Eribulin is an active and well-tolerated therapy for women with metastatic breast cancer (MBC) receiving this therapy as a first-, second-, or third-line chemotherapy regimen, though eribulin is not superior to capecitabine. These findings, from an international research team, were published in the Journal of Clinical Oncology (2015; doi:10.1200/JCO.2013.52.4892).

In addition, these patients had all been previously treated with both an anthracycline and a taxane in either the adjuvant or metastatic setting. This study is the first to address the use of eribulin early in the course of metastatic breast cancer, specifically either the first- or second-line setting.

“Additionally, it is of great interest that subset analysis suggests that eribulin may be particularly active and effective in triple negative MBC, which is known to be an aggressive subset of breast cancer, and one associated unfortunately with a particularly poor prognosis overall,” said lead researcher Peter A. Kaufman, MD, of the Norris Cotton Cancer at Dartmouth-Hitchcock Medical Center in Lebanon, New Hampshire.

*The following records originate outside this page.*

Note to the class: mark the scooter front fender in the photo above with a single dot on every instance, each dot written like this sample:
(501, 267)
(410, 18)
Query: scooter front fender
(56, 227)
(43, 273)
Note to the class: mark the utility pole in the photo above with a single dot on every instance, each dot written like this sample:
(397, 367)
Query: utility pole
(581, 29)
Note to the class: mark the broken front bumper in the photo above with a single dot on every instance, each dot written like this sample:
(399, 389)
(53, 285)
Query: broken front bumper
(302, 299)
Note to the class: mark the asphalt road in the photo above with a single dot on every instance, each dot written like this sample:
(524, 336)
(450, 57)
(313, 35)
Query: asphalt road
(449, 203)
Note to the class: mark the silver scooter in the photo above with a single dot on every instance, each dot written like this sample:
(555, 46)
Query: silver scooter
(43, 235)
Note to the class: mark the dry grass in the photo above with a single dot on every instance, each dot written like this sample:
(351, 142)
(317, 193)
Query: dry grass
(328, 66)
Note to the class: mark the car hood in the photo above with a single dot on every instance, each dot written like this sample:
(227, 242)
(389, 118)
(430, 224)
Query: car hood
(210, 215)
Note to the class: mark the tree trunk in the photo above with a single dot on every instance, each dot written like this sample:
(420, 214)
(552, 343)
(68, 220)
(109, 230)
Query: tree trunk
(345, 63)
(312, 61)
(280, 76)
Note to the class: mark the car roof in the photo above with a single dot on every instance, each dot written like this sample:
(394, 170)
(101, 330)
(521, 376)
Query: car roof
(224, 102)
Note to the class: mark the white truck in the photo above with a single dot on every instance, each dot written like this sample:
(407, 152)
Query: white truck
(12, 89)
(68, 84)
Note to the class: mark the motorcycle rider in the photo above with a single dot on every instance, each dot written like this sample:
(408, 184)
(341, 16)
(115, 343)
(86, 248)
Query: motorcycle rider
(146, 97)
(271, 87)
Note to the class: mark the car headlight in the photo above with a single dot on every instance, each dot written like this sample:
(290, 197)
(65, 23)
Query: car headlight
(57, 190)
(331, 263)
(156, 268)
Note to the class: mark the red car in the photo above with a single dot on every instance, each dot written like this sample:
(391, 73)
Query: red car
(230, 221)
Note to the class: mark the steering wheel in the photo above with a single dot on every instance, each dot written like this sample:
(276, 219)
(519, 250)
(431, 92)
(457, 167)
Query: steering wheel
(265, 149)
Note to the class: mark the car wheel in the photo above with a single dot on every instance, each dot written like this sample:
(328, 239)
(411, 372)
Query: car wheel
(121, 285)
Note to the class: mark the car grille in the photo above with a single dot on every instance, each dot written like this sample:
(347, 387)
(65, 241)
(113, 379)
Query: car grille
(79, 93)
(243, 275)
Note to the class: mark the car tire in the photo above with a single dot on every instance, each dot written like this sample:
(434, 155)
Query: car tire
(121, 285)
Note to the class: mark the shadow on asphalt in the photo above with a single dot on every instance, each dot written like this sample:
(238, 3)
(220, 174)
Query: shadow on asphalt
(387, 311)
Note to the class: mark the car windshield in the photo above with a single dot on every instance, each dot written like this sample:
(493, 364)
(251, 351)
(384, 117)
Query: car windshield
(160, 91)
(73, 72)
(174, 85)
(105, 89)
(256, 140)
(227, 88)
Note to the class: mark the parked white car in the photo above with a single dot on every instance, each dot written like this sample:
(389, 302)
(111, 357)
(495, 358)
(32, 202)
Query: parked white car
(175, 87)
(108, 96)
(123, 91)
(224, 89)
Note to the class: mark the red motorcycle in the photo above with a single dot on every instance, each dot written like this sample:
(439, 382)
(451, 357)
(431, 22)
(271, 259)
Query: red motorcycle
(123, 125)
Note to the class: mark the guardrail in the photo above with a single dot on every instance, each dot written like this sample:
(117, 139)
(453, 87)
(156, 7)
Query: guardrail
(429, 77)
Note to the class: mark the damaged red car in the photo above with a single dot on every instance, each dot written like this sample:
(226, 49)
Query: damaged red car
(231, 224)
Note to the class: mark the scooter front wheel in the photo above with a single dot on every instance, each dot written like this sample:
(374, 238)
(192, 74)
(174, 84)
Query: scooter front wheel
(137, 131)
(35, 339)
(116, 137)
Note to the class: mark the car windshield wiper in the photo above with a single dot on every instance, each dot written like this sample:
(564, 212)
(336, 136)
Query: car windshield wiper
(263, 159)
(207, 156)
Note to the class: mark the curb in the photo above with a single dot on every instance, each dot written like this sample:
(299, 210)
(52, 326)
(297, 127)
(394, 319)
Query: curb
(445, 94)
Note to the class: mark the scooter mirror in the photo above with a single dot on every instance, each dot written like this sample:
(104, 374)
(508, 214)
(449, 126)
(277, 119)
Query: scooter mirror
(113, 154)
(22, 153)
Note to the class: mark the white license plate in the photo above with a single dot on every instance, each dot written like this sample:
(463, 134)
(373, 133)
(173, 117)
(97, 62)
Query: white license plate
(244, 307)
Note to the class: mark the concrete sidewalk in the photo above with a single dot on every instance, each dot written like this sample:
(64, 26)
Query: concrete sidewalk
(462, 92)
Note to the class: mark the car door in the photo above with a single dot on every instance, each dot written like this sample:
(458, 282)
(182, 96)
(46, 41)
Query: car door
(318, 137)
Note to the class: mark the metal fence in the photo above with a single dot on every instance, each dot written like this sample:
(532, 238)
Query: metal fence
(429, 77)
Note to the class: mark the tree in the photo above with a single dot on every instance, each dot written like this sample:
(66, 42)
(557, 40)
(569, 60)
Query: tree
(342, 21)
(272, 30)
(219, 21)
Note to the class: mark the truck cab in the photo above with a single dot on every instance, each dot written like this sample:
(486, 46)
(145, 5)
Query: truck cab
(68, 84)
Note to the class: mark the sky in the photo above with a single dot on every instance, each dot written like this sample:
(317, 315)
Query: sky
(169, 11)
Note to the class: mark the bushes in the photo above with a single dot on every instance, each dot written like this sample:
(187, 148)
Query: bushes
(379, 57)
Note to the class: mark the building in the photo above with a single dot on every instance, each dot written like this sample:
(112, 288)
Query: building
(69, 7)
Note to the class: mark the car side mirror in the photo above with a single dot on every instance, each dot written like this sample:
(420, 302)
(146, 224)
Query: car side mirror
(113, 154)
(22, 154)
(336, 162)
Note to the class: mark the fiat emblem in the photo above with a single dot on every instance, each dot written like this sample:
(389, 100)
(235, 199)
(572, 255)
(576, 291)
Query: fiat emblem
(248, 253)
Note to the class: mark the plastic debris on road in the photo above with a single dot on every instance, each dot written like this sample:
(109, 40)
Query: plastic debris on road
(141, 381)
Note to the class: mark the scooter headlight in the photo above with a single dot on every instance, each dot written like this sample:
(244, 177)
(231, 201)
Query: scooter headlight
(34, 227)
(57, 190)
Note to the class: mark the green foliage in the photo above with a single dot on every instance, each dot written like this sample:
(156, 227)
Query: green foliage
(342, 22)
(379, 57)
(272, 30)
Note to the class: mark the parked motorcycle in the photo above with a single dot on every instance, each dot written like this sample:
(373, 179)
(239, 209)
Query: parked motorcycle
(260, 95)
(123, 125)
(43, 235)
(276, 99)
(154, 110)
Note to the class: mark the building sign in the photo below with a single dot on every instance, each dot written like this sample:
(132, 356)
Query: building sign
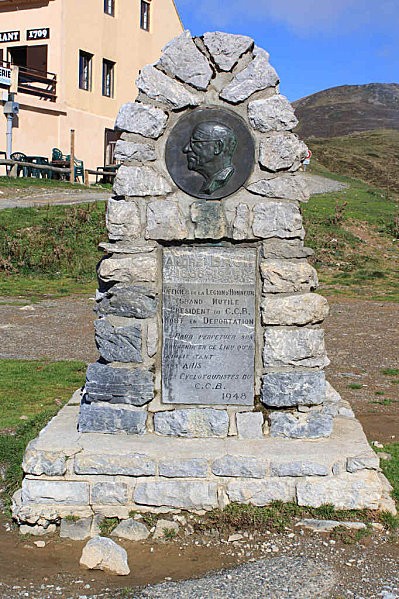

Eribulin has been approved in numerous countries in the third line or latter setting for the treatment of MBC, and is increasingly widely used. It is the only chemotherapeutic agent shown to have a survival benefit for patients with MBC in the third line or latter chemotherapeutic setting. Given previous research findings, and now findings from this large international trial, there has been great interest from oncologists and other clinicians in the potential impact that eribulin might have earlier in the course of MBC.

This phase III randomized trial (ClinicalTrials.gov identifier NCT00337103) assigned 1,099 women who had previously been treated with an anthracycline or a taxane to either eribulin or capecitabine as their first-, second-, or third-line chemotherapy for advanced MBC. Stratification factors were human epidermal growth factor receptor-2 (HER2) status and geographic region. Co-primary end points were overall survival and progression-free survival.

“While there is not a statistically significant difference in overall survival with eribulin in comparison to capecitabine, the median overall survival seen with eribulin is in fact numerically slightly superior to that of capecitabine,” explained Kaufman.

This work supports, and has in part led to, a number of further studies of eribulin in breast cancer. Plans are underway to proceed with pilot adjuvant and neoadjuvant studies, and further studies in MBC.

“We are currently developing further studies evaluating the utility of eribulin in treating women with triple negative disease, either alone, or in combination regimens with other therapies,” Kaufman commented. “We are additionally planning further research evaluating the role of eribulin in other subtypes of breast cancer, particularly in early stage breast cancer, where this therapy may in fact have a great impact, and improve the cure rate for early stage disease.”

This study was supported by EISAI Pharmaceuticals.